By the weekend, when virtually all of official Washington -- Democrats and Republicans alike -- will gather at the National Cathedral for a nationally televised farewell, Trump is expected to have retreated to Camp David.

McCain's closest friends insisted this week that the senator did not harbor a personal grudge toward the president, even at the end. They described him as mostly interested in promoting the cause of bipartisanship and compromise that, as a "maverick" lawmaker, he had carefully fashioned into one of the most durable political brands of the past half-century.

In the spring, McCain began the uncomfortable task of asking people to speak for him after he died. In April, he approached former Presidents Barack Obama and George W. Bush, a bipartisan request to the men who defeated him in his quests for the White House.

But prominent politicians will not be the only participants. Pallbearers will be friends McCain made over the years, including actor Warren Beatty and Frederick Smith, the founder of FedEx. Larry Fitzgerald, the wide receiver who played for McCain's beloved Arizona Cardinals, was asked to speak at Thursday's memorial service in Phoenix.

Former Vice President Joe Biden was among people summoned to Sedona, Ariz., when McCain began forming his funeral plans with a newfound urgency.

They spoke for hours before McCain asked Biden to deliver a eulogy at his funeral in Arizona. Biden immediately accepted, said someone close to the vice president, and he will also serve as a pallbearer Saturday in Washington.

James Mattis, Trump's secretary of defense, said he had been asked long ago to be a pallbearer at the final event, a private service that will be held Sunday at the U.S. Naval Academy in Annapolis, where McCain is to be buried.

McCain's career in politics was built around his reputation for bluntness. During the 2000 and 2008 presidential campaigns, he spent hours talking with reporters -- on the record -- sitting on couches in the back of a bus that he strategically named the "Straight Talk Express."

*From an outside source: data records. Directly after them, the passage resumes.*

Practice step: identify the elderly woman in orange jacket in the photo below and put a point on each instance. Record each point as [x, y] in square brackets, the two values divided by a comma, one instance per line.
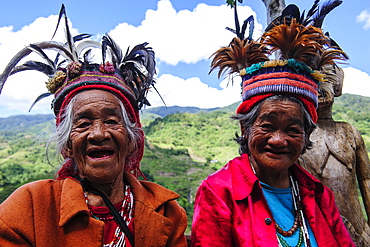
[96, 198]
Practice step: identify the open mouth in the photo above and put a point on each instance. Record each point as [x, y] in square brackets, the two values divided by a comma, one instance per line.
[97, 154]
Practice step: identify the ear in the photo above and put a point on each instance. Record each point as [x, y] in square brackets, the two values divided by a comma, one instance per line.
[243, 130]
[307, 136]
[67, 152]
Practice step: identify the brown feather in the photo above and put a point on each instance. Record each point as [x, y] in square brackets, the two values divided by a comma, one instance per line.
[238, 55]
[296, 41]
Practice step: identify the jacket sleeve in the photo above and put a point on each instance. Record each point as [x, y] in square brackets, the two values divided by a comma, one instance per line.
[334, 220]
[16, 220]
[212, 222]
[178, 216]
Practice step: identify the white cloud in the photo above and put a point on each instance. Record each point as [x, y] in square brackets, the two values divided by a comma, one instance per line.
[192, 92]
[21, 89]
[356, 82]
[184, 36]
[364, 16]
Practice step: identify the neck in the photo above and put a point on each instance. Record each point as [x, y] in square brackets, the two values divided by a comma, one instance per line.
[114, 191]
[277, 179]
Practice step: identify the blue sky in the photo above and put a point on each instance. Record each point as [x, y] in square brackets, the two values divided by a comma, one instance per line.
[182, 33]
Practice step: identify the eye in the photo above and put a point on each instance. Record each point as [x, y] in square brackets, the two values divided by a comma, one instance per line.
[295, 131]
[267, 127]
[111, 121]
[83, 124]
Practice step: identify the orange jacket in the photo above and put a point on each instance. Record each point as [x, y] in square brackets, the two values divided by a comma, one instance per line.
[54, 213]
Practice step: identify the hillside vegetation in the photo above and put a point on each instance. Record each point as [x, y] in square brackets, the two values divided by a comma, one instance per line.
[183, 145]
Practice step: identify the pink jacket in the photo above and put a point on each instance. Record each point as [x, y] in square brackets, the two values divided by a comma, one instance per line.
[230, 210]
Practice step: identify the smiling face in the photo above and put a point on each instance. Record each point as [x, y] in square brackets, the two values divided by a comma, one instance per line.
[277, 137]
[99, 142]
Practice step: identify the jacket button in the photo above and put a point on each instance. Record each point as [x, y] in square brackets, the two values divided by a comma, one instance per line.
[268, 221]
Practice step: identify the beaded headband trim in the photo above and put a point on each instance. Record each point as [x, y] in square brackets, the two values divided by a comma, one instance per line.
[301, 49]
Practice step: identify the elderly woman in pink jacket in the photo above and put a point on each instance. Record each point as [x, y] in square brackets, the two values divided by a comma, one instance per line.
[262, 198]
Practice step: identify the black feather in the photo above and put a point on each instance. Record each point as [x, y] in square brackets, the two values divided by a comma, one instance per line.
[236, 19]
[320, 15]
[310, 13]
[290, 12]
[35, 65]
[38, 50]
[69, 37]
[44, 95]
[108, 42]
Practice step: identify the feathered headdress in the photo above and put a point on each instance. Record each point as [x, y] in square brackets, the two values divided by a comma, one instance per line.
[300, 48]
[129, 76]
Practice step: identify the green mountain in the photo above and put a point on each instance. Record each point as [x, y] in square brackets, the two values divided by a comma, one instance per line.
[183, 145]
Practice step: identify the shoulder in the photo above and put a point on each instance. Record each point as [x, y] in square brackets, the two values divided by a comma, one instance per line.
[150, 194]
[40, 187]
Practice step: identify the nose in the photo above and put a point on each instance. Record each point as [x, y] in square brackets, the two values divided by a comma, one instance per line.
[98, 133]
[278, 139]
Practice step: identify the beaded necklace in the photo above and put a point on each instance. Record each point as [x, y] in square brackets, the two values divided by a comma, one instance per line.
[299, 221]
[126, 212]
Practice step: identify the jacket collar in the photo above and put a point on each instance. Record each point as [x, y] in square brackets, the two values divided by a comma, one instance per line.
[72, 201]
[150, 194]
[244, 181]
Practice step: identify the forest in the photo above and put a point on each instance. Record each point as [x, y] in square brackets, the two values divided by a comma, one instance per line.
[182, 147]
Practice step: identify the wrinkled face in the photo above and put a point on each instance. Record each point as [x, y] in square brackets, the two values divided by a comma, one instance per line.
[99, 140]
[277, 137]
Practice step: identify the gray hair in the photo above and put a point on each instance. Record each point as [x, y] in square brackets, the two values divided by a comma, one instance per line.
[246, 121]
[61, 137]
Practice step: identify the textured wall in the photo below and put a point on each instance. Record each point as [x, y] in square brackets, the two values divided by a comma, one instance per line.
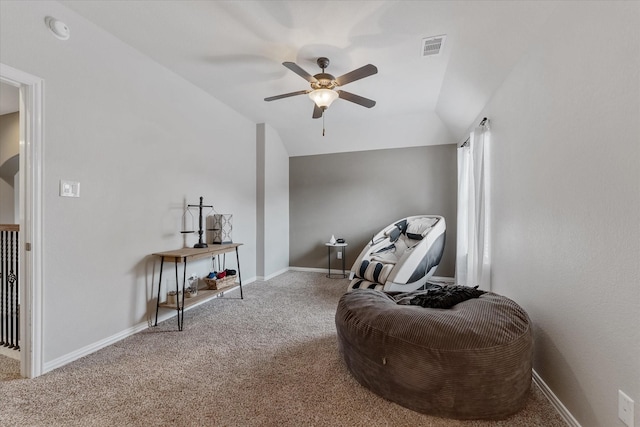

In death, some of his messages were equally direct. On Monday, Davis read McCain's final, pull-no-punches remarks to reporters. It escaped no one that McCain was talking about the current president.

"We weaken our greatness when we confuse our patriotism with tribal rivalries that have sown resentment and hatred and violence in all the corners of the globe," McCain wrote. "We weaken it when we hide behind walls, rather than tear them down, when we doubt the power of our ideals, rather than trust them to be the great force for change they have always been."